Pricing of energy products such as gas must reflect their economic value. The user must pay. Although capping the prices of products is expected to be in the interest of consumers, it has its adverse effects. Energy planners are happy that over the last 3-4 years, the worlds energy elasticity to GDP is dropping, a phenomenon true for many countries. High prices are leading to technological advancements resulting in efficiency. This desired trend would be missing in territories where consumers are not facing high global prices due to artificial caps, resulting in poor economic efficiency, trade and fiscal imbalances.

What then can the Government do for equitable distribution of resource?

Natural gas is a premium energy source and has much wider applications than any other hydrocarbon or fossil fuel product. The supply deficit is likely to exist. Resultantly those consumers who value the product most would be ready to pay more for the fuel. For needy consumers with low ability-to-pay, the Government has some options.

The Indian Production Sharing Contracts (PSCs) have provisions for supply by producers, free of cost, the Governments share of gas. The Government would be free to use this gas to meet the needs of low-ability-to-pay consumers. Should the Government share not suffice, it would need to subsidise the difference for such consumers.

Why then is the Government not relying on profit petroleum?

The profit-petroleum provision in PSC, which determines the Governments share of oil or gas, is the attraction of Production Sharing regimes both for investors and the Government. In India, the provisions have not reached any practical acceptability between investors and the Government. The volumes are determined by Investment Multiples and, hence, vary every year.

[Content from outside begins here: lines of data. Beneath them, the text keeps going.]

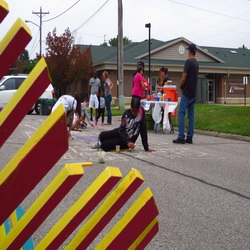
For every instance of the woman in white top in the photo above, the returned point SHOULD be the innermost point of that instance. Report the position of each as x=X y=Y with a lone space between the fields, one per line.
x=71 y=104
x=108 y=96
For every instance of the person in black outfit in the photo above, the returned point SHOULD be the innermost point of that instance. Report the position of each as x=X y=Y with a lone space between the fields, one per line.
x=133 y=123
x=188 y=85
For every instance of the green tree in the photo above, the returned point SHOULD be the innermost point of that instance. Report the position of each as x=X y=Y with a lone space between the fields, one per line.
x=243 y=47
x=67 y=63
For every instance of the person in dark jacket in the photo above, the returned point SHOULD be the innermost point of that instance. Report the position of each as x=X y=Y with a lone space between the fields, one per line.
x=132 y=125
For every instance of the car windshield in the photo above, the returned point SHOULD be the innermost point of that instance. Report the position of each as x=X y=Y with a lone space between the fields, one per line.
x=2 y=80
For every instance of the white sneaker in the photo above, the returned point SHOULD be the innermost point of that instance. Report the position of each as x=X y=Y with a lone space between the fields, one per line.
x=96 y=145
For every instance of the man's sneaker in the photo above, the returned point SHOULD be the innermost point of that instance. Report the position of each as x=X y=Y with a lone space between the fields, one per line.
x=179 y=141
x=96 y=145
x=189 y=140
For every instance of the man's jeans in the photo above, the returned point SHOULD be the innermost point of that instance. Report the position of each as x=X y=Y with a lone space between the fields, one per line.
x=108 y=100
x=186 y=104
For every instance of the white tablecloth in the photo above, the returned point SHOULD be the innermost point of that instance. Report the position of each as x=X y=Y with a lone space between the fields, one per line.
x=155 y=107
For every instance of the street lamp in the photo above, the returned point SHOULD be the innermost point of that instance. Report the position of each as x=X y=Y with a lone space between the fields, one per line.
x=148 y=25
x=40 y=31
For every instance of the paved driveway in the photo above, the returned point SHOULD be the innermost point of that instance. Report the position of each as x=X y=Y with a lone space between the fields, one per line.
x=202 y=190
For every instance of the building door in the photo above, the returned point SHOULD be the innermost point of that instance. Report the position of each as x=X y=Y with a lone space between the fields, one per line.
x=210 y=91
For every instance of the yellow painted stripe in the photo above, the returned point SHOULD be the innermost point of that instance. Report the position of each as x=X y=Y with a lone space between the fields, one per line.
x=2 y=232
x=23 y=89
x=16 y=27
x=143 y=235
x=34 y=139
x=123 y=222
x=79 y=205
x=4 y=9
x=111 y=200
x=70 y=170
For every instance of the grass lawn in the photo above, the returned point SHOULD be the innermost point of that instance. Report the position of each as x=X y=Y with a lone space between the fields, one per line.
x=220 y=118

The Government, therefore, cannot plan and off-take sustained volumes of gas for a longer duration. Consequently, it has been accepting the share in cash rather than in kind, depriving itself of the opportunity to offer gas to socially critical sector.

The Governments desire to keep commitments to off-take at as low as one to five years is not in the interest of investors, since its consumers do not want to suffer shortages if the Government decides to opt for gas in kind. To come out of this situation, it needs to be assessed if the PSC terms can be reset for future contracts to overcome such issues.